Political Science Overturns Biology, Finds Genetic Components For Voting Preference

A group of political scientists says a growing field of research has found links to genetics and political preferences - well, sort of.

A group of political scientists says a growing field of research has found links to genetics and political preferences - well, sort of.

They don't come right out and declare a genetic component determines whether a person will affiliate as a Democrat or a Republican - that is up for biologists to find, much like  mathematicians who invent time travel insist experimental physicists have to prove them right. Rather, they claim, individuals tend to have a broad, evolution-based orientation toward being more conservative or liberal about various elements, such as protecting their in-group. Evolutionary biologists enjoy that their field is so well-explained and intuitive everyone can find an evolutionary basis for their world view. That in-group orientation, they say, can translate into preferences on political issues such as reproductive rights, immigration, and war, as well as political behaviors such as voting behavior and political participation.

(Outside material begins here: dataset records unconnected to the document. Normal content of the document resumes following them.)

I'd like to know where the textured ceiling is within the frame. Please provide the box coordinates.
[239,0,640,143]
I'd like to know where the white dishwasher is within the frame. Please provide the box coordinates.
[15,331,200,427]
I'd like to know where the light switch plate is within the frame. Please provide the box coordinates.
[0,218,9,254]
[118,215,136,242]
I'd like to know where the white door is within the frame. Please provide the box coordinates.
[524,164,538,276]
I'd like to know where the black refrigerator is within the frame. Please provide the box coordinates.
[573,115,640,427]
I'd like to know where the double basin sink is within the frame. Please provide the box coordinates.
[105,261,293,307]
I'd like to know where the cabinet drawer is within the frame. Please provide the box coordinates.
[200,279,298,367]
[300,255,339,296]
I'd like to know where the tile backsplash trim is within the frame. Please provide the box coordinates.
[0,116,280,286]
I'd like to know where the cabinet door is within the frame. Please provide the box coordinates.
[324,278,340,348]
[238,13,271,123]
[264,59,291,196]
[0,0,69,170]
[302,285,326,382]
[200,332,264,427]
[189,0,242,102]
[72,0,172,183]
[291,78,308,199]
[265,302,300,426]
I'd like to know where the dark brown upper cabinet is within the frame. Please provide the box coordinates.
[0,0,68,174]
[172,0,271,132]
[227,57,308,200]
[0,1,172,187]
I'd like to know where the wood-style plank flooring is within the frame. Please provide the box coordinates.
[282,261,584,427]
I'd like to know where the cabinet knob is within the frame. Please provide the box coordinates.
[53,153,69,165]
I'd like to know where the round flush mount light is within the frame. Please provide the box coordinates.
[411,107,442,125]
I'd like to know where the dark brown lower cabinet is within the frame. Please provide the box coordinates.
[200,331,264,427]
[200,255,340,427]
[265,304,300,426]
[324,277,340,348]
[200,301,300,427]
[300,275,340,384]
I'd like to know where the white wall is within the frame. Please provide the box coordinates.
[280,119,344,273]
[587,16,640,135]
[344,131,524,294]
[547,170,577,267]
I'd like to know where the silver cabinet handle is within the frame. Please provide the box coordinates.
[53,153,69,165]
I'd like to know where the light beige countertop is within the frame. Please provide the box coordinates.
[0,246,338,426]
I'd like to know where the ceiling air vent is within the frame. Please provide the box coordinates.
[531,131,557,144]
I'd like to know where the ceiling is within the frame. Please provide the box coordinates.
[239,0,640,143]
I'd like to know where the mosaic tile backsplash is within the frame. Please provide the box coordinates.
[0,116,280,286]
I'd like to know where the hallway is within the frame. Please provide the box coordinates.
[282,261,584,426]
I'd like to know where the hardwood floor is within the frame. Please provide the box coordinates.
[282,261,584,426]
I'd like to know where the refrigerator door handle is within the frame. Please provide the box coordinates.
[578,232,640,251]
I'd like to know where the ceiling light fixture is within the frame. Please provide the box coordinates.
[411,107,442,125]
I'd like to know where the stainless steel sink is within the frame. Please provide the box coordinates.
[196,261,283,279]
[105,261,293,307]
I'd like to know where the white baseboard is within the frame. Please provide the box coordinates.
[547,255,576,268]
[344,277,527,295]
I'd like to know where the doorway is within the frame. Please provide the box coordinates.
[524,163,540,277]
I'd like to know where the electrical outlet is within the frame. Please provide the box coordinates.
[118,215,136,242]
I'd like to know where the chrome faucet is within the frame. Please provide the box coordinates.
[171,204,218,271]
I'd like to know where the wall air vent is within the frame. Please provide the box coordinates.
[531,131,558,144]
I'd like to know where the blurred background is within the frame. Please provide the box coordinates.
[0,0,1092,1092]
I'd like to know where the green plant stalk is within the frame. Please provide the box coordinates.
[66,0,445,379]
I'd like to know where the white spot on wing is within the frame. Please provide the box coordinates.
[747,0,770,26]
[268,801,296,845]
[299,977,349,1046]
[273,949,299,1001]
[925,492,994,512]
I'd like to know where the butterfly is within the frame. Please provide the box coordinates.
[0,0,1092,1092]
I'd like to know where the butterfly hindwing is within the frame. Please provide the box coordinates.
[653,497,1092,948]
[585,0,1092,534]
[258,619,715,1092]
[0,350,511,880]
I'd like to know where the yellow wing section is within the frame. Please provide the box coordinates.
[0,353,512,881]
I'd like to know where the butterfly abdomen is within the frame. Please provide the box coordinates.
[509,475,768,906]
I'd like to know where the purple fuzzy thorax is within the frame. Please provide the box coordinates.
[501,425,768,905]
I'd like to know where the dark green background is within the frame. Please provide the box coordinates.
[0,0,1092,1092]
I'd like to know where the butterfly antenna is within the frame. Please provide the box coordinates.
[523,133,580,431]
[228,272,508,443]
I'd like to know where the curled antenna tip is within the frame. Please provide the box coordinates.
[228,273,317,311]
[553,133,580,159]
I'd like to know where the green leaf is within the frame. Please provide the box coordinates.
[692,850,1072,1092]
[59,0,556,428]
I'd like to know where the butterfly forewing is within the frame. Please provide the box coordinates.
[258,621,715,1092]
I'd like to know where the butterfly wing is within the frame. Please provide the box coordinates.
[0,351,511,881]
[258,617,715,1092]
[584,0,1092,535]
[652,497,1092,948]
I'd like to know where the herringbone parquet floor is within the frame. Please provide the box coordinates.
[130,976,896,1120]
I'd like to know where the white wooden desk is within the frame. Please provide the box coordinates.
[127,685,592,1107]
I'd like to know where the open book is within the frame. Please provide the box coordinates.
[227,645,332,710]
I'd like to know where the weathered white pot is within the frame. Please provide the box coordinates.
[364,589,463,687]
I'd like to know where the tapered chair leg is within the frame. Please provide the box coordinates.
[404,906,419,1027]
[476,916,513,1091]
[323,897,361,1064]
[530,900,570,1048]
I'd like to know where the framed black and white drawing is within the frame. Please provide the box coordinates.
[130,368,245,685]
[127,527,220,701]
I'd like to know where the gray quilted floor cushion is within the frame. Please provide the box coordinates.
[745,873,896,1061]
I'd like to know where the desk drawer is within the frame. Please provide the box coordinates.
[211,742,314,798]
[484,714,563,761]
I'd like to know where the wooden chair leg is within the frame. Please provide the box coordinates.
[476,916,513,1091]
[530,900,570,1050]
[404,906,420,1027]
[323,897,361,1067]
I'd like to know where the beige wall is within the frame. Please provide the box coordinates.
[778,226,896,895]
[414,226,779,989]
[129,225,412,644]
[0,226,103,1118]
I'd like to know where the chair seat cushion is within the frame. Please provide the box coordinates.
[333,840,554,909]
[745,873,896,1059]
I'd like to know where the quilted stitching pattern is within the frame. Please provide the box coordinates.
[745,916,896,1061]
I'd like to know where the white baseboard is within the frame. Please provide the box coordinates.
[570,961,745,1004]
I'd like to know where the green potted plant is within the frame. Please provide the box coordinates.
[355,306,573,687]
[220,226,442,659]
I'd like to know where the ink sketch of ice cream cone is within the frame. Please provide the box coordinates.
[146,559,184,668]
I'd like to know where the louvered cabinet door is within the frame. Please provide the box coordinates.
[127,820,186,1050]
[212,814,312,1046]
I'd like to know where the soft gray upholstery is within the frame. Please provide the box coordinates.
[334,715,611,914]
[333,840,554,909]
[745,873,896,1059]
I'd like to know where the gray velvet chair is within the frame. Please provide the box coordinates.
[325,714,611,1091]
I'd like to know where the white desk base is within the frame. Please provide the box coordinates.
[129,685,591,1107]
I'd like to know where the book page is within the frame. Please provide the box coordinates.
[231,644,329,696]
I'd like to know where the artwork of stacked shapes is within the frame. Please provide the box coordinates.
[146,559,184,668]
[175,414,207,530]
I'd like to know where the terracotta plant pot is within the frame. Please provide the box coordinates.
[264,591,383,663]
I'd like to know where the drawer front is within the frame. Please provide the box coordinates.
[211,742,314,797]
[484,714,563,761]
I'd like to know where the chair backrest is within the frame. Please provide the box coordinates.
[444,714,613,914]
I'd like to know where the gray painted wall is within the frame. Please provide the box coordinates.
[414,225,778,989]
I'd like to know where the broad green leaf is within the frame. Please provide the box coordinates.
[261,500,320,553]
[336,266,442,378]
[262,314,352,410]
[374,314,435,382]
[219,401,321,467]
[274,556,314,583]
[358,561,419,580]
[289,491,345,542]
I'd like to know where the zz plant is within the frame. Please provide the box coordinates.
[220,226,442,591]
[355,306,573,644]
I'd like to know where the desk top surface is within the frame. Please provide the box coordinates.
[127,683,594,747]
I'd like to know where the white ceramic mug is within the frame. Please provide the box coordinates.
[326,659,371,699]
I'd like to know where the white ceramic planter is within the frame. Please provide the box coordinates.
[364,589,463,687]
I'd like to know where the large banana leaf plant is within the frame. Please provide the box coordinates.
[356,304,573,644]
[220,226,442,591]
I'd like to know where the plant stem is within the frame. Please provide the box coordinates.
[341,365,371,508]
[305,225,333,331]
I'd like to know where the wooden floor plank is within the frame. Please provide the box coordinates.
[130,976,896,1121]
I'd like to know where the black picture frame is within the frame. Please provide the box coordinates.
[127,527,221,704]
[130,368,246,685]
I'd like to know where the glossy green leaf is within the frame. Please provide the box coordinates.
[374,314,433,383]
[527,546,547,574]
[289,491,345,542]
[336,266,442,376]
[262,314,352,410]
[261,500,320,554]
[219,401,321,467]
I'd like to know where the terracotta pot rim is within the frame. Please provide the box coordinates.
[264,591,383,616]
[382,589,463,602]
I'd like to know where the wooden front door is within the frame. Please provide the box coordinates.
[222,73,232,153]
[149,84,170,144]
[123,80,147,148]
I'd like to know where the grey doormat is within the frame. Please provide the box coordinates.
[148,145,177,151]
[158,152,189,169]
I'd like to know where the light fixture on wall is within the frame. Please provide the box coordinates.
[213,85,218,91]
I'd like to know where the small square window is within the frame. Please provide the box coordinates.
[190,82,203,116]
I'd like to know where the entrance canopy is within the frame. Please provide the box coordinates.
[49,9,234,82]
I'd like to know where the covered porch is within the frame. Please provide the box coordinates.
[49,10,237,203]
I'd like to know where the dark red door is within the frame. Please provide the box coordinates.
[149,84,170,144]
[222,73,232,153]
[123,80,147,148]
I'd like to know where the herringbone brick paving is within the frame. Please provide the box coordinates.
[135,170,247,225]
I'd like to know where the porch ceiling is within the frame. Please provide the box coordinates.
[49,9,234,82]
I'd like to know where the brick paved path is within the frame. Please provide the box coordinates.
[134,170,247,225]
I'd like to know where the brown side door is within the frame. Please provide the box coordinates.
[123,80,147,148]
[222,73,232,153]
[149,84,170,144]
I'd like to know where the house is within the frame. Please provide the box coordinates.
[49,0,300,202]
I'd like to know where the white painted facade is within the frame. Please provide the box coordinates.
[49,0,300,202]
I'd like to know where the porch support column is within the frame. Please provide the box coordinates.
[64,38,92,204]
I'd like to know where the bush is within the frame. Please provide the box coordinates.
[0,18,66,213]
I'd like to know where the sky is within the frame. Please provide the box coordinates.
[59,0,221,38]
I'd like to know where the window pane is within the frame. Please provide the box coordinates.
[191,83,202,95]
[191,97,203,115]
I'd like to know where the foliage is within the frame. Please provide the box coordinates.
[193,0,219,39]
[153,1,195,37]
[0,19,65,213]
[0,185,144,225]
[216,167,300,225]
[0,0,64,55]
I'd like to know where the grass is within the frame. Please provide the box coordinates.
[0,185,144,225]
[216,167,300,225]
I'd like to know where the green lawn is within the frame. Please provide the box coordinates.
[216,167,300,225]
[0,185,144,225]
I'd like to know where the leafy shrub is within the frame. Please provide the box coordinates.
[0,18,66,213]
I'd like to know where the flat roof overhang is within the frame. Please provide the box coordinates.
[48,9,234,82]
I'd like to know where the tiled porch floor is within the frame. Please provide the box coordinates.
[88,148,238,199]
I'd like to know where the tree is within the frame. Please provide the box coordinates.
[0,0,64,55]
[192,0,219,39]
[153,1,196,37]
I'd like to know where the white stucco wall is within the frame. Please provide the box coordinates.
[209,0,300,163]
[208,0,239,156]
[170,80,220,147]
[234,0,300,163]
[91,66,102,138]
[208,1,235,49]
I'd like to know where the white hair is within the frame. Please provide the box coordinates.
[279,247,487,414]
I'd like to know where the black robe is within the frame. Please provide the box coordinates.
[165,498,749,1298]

This panel at the AAAS meeting is not bound by political science of the past, which strangely believed voting was a choice made due to social factors. Now, say the panelists, a very large proportion of political preferences along the spectrum of conservative to liberal come from hereditary components.

And they have surveys of twins to prove it.   Since some are identical and some are fraternal, if you ask them questions and do some statistics, you have science.

"We always had to worry about finding a mate and having children and raising our children. We always had to worry about defending ourselves against predators. And today, that may look like opposition to gay marriage and immigration and support for war, but the underlying propensity is along that [conservative–liberal] spectrum," Brown professor of political science Rose McDermott said in their statement.

The next step in the research, they say, is to better map how genes influence those psychological processes and biological mechanisms that interact with an individual's upbringing, social environment, and personal experience in ways that may be expressed as differences on the liberal-conservative spectrum.  Then we can maybe breed out those voters holding back real progress, or at least segment them into special rehabilitation programs.

The panel is running until 4:30 eastern in Ballroom A of the Hynes Convention Center in Boston. If you run, you can still catch it and perhaps learn a thing or two about biology and genetics from the real experts in political science.